发明人前期研究发现S100A7(S100 calcium binding protein A7,也被称作psoriasin)不仅能够通过激活p-ERK通路和p-FAK通路从而促进肺鳞状细胞癌和食管鳞癌的进展,同时在食管鳞癌能够促进肿瘤微环境中M2型巨噬细胞浸润和血管生成。
发明内容
本发明所要解决的技术问题是如何预测免疫检查点抑制剂治疗肺鳞状细胞癌的疗效以及如何联合免疫检查点抑制剂治疗肺鳞状细胞癌。
为解决上述技术问题,本发明首先提供了降低S100A7含量或活性的物质与PD-1抗体或PD-L1抗体在制备治疗和/或辅助治疗非小细胞肺癌产品中的应用;
或,抑制S100A7基因表达的物质与PD-1抗体或PD-L1抗体在制备治疗和/或辅助治疗非小细胞肺癌产品中的应用;
或,降低S100A7含量或活性的物质与PD-1抗体或PD-L1抗体在制备抑制非小细胞肺癌生长产品中的应用;
或,抑制S100A7基因表达的物质与PD-1抗体或PD-L1抗体在制备抑制非小细胞肺癌生长产品中的应用。
上述应用中,所述非小细胞肺癌可为肺鳞状细胞癌。
本发明还提供了一种产品,所述产品由降低S100A7含量或活性的物质与PD-1抗体或PD-L1抗体组成,或由抑制S100A7基因表达的物质与PD-1或PD-L1抗体组成。
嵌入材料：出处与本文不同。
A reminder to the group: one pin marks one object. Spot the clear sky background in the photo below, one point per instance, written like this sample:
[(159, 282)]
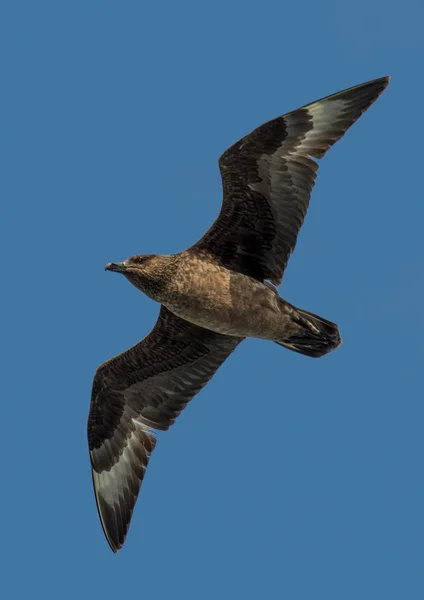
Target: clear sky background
[(287, 477)]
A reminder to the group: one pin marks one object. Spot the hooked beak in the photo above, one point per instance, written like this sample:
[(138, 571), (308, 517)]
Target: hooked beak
[(116, 267)]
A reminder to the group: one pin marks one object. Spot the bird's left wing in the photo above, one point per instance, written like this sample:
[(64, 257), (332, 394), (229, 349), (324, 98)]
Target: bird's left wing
[(268, 177), (142, 389)]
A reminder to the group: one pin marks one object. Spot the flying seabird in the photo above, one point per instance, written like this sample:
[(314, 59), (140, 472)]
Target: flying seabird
[(215, 294)]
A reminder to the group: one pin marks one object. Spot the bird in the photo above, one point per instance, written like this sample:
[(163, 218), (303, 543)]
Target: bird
[(214, 295)]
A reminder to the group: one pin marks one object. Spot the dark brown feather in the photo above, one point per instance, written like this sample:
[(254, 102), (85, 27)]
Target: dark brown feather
[(267, 180), (145, 387)]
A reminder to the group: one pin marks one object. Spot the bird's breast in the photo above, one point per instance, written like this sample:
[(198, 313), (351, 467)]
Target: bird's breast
[(230, 303)]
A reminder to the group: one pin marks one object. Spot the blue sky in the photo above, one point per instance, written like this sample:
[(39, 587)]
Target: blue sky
[(286, 477)]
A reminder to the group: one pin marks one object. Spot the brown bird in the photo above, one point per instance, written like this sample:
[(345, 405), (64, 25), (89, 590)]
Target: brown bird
[(214, 295)]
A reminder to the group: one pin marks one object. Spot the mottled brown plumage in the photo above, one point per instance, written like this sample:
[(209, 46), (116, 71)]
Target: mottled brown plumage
[(214, 295)]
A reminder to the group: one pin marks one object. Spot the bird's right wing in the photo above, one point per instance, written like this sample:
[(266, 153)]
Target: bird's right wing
[(145, 387), (267, 179)]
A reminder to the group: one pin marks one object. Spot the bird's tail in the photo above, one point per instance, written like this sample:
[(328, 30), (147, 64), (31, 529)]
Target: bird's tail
[(314, 335)]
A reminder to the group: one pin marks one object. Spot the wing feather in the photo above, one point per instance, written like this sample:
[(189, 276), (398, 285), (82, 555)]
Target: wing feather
[(268, 178), (142, 389)]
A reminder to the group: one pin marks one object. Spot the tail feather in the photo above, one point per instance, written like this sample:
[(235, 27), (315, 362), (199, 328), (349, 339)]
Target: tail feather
[(316, 336)]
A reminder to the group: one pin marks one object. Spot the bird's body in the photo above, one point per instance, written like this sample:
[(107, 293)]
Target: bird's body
[(196, 288), (214, 295)]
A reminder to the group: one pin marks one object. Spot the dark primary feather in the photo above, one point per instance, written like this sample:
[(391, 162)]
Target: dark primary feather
[(267, 181), (146, 386)]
上文中,所述抑制S100A7基因表达的物质为降低S100A7基因表达量的核酸分子或为含有所述核酸分子的表达盒、重组载体或重组微生物。
所述核酸分子可为序列3的第448-468位或第485-505位,或为序列3的第448-468位转录的RNA或序列3的第485-505位转录的RNA。
所述重组载体可为pHS-ASR-LW1051或pHS-ASR-LW1052。
本发明还提供了检测S100A7表达量的物质在如下至少一种或制备具有如下至少一种功能的产品中的应用:
(1)预测或辅助预测免疫检查点抑制剂治疗非小细胞肺癌的疗效;
(2)预测或辅助预测免疫检查点抑制剂治疗非小细胞肺癌后的无进展生存时间的长短。
上述应用中,所述检测S100A7表达量的物质可为检测待测非小细胞肺癌患者的基线血浆中的S100A7表达量的物质;
或,所述检测待测非小细胞肺癌患者的基线血浆中的S100A7表达量的物质为能特异结合S100A7的抗体或其他分子。
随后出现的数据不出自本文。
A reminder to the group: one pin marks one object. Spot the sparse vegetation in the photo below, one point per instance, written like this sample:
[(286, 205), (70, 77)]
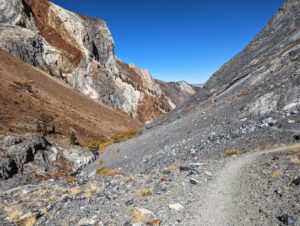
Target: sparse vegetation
[(144, 192), (232, 152), (45, 124), (138, 216), (277, 173), (13, 215), (73, 138), (295, 160), (102, 170), (102, 143)]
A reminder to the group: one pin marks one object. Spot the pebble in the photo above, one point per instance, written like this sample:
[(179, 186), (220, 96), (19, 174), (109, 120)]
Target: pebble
[(176, 206), (194, 181), (287, 219)]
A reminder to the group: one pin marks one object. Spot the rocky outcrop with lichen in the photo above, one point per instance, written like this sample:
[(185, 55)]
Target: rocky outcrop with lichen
[(79, 50)]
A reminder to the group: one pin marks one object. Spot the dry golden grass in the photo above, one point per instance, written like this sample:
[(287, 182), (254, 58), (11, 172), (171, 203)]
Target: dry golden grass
[(145, 192), (13, 215), (74, 191), (137, 216), (295, 149), (295, 160), (28, 221), (154, 222), (102, 170), (231, 152), (164, 199), (277, 173), (91, 190), (102, 143), (174, 167)]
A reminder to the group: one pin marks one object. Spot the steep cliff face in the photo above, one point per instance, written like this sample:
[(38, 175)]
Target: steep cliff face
[(79, 51)]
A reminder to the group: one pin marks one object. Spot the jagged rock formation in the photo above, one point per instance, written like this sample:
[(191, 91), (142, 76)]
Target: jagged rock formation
[(80, 51), (250, 102), (182, 172), (27, 95)]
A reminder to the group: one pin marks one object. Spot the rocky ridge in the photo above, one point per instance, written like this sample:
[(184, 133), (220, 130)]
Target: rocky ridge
[(228, 156), (80, 51)]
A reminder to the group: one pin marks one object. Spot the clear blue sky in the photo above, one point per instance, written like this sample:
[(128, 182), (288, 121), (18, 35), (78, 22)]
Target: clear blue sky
[(179, 39)]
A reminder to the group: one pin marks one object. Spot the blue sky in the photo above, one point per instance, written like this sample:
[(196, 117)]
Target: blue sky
[(179, 39)]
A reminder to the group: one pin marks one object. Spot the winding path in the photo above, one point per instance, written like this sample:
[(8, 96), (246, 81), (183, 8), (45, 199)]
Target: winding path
[(218, 206)]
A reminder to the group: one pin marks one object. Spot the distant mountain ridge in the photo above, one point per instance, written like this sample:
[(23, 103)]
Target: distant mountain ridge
[(79, 50)]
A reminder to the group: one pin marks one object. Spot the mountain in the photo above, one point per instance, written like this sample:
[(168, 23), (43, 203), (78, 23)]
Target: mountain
[(229, 155), (250, 103), (79, 51), (28, 94)]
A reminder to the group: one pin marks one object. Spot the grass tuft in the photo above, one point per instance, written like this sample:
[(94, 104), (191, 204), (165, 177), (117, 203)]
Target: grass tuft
[(231, 152)]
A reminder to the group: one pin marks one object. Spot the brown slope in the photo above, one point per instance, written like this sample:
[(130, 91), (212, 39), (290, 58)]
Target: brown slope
[(20, 107)]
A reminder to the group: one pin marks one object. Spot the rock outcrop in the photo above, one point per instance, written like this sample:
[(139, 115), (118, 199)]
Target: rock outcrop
[(80, 51), (251, 102), (33, 156)]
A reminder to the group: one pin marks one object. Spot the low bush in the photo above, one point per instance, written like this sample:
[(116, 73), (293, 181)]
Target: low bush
[(232, 152)]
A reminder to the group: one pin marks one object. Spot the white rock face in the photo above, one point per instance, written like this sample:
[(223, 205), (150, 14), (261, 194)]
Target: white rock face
[(264, 104), (79, 51)]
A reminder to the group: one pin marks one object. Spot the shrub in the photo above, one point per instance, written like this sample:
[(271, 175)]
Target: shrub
[(146, 192), (102, 170), (43, 123), (232, 152), (73, 138), (103, 142)]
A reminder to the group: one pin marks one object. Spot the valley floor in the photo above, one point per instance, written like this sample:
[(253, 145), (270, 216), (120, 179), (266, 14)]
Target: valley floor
[(257, 188)]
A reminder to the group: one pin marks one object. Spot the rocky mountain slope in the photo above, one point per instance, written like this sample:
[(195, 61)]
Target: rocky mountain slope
[(252, 101), (29, 97), (80, 51)]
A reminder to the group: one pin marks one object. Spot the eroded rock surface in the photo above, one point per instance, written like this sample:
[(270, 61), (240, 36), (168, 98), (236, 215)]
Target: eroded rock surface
[(79, 50)]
本发明还提供了检测S100A7表达量的物质作为标志物在开发、筛选和/或制备用于预测或辅助预测非小细胞肺癌患者免疫检查点抑制剂治疗疗效的试剂中的应用。
上述应用中,所述免疫检查点抑制剂治疗采用的药物可为PD-1抗体和/或PD-L1抗体。
上述应用中,所述非小细胞肺癌可为肺鳞状细胞癌。
本发明中,所述PD-1抗体可为帕博利珠单抗(Pembrolizumab)和信迪利单抗(Sintilimab)。
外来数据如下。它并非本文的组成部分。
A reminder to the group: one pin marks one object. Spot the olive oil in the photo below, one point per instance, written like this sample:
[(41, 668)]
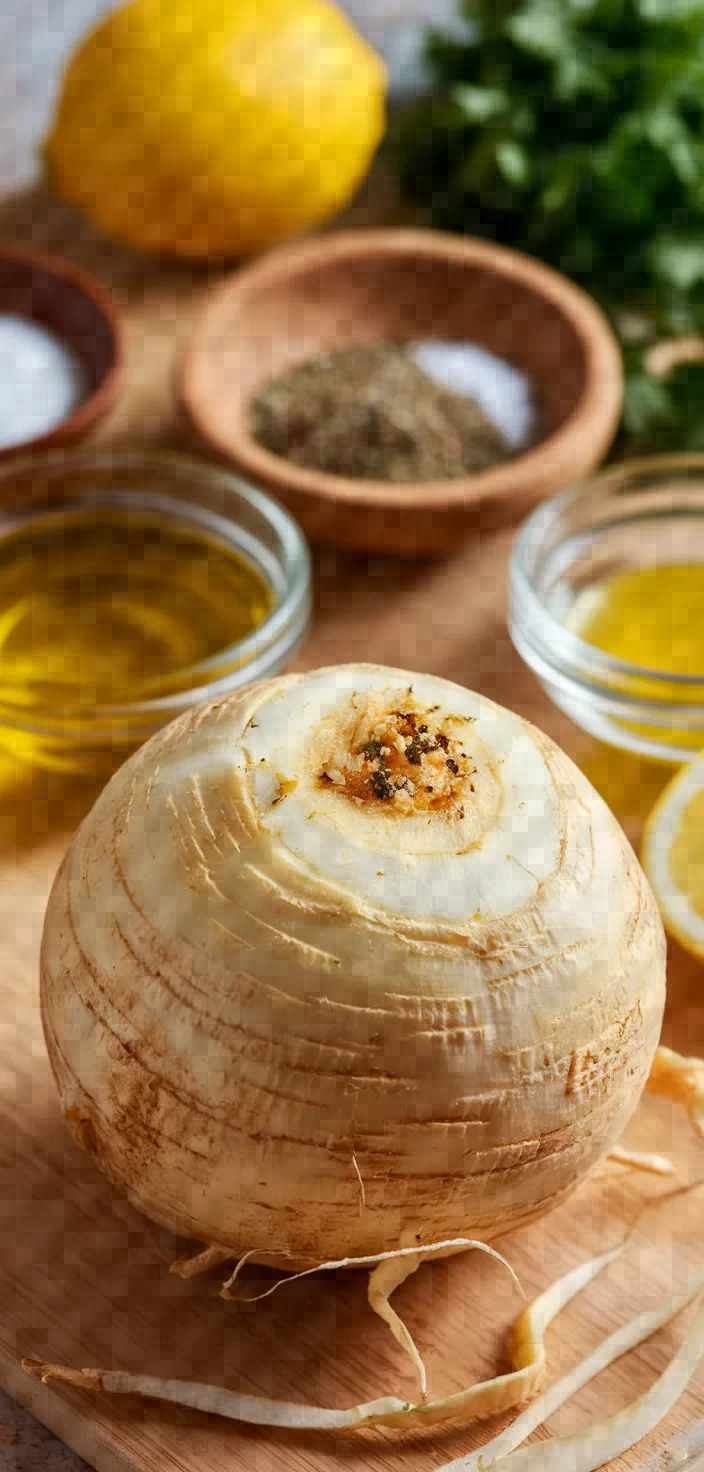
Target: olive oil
[(105, 607), (651, 617)]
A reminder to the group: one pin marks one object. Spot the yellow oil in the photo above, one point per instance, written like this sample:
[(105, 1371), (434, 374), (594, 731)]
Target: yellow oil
[(112, 607), (651, 617)]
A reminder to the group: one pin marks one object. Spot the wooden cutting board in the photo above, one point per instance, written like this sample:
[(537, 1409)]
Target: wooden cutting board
[(84, 1278)]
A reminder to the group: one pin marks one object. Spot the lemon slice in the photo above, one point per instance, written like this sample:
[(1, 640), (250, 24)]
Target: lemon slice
[(673, 855)]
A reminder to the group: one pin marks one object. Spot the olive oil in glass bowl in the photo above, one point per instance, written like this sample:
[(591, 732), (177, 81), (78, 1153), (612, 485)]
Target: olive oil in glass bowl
[(607, 604), (134, 586)]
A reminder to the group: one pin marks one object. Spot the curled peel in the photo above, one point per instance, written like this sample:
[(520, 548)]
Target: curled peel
[(483, 1399)]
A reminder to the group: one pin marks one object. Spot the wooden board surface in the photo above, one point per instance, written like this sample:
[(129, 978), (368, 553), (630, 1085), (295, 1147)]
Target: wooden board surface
[(84, 1278)]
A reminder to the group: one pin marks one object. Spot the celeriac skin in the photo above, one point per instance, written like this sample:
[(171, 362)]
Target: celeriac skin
[(293, 1017)]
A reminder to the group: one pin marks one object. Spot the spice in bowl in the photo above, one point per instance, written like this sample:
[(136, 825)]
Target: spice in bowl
[(399, 412)]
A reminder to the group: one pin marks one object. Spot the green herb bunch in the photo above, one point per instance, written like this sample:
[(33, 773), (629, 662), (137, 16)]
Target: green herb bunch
[(575, 130)]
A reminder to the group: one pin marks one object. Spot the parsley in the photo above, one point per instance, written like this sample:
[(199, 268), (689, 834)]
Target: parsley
[(575, 130)]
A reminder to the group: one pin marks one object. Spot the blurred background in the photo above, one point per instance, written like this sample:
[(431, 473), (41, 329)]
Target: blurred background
[(36, 36)]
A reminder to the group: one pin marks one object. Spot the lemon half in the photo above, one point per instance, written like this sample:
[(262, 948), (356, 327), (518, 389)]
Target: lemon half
[(673, 855), (215, 128)]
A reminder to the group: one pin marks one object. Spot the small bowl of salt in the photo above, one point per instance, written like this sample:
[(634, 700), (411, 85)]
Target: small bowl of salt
[(61, 351)]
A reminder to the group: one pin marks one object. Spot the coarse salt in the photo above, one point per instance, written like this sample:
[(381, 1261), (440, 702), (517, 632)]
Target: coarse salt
[(501, 390), (41, 380)]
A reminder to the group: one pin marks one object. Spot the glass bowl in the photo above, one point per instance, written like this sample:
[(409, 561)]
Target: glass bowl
[(196, 496), (634, 515)]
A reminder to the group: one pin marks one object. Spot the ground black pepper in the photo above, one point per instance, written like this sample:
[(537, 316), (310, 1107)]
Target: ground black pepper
[(370, 412)]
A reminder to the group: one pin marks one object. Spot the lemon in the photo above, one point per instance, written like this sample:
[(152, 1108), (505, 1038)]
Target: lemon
[(673, 855), (215, 128)]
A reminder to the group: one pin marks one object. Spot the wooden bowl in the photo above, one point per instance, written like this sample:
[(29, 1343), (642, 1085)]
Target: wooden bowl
[(77, 311), (363, 286)]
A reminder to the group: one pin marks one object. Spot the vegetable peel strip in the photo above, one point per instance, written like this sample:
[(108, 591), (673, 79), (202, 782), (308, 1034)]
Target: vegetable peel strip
[(682, 1081), (604, 1440), (609, 1350), (201, 1263), (383, 1281), (432, 1248), (483, 1399)]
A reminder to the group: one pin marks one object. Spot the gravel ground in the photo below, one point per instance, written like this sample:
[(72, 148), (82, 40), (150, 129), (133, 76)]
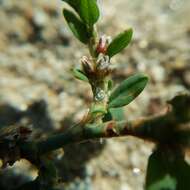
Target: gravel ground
[(37, 52)]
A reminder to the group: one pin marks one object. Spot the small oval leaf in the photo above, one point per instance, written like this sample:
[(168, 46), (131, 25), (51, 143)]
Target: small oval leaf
[(116, 114), (127, 91), (79, 75), (119, 42), (89, 12), (77, 27)]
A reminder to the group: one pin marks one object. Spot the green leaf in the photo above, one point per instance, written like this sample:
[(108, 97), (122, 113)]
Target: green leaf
[(89, 11), (79, 75), (77, 27), (167, 171), (73, 3), (116, 114), (127, 91), (119, 42)]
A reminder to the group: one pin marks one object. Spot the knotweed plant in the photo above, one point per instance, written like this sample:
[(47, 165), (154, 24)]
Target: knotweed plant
[(167, 168)]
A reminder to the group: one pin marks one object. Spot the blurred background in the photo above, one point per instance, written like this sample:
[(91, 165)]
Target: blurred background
[(37, 51)]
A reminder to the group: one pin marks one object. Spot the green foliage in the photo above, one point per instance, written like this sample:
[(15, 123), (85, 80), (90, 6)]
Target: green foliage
[(116, 114), (89, 12), (79, 75), (119, 42), (77, 26), (127, 91), (167, 170), (73, 3)]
人S100A7基因(序列1的第62-367位,编码序列2所示的蛋白质)在小鼠中同源基因为S100A7a(序列3的第111-434位,编码序列4所示的蛋白质),在小鼠细胞系中进行体内实验时采用的是小鼠S100A7a。
实验证明,在疾病进展患者中S100A7的基线血浆水平较显著高于其他患者,且与进展生存率显著相关;进一步实验表明,与空载体对照相比,抗PD-L1单抗的抗肿瘤作用在S100A7a敲降组中更强,同时发现在没有抗PD-L1单抗的情况下,敲降S100A7a会降低肿瘤结节的生长速度。上述结果表明,降低S100A7a的表达,可以实现治疗肺鳞癌,联合抑制S100A7a表达可协同增强ICIs抗肿瘤作用。
下面结合具体实施方式对本发明进行进一步的详细描述,给出的实施例仅为了阐明本发明,而不是为了限制本发明的范围。以下提供的实施例可作为本技术领域普通技术人员进行进一步改进的指南,并不以任何方式构成对本发明的限制。
附图说明
图1为患者中S100A7的基线血浆水平分析。A为PR、SD、PD患者的基线血浆水平分析,三组之间的差异分析显示p值为0.04;B为Non-PD、PD患者的基线血浆水平分析;C为ROC曲线;D为S100A7基线血浆水平与无进展生存率分析。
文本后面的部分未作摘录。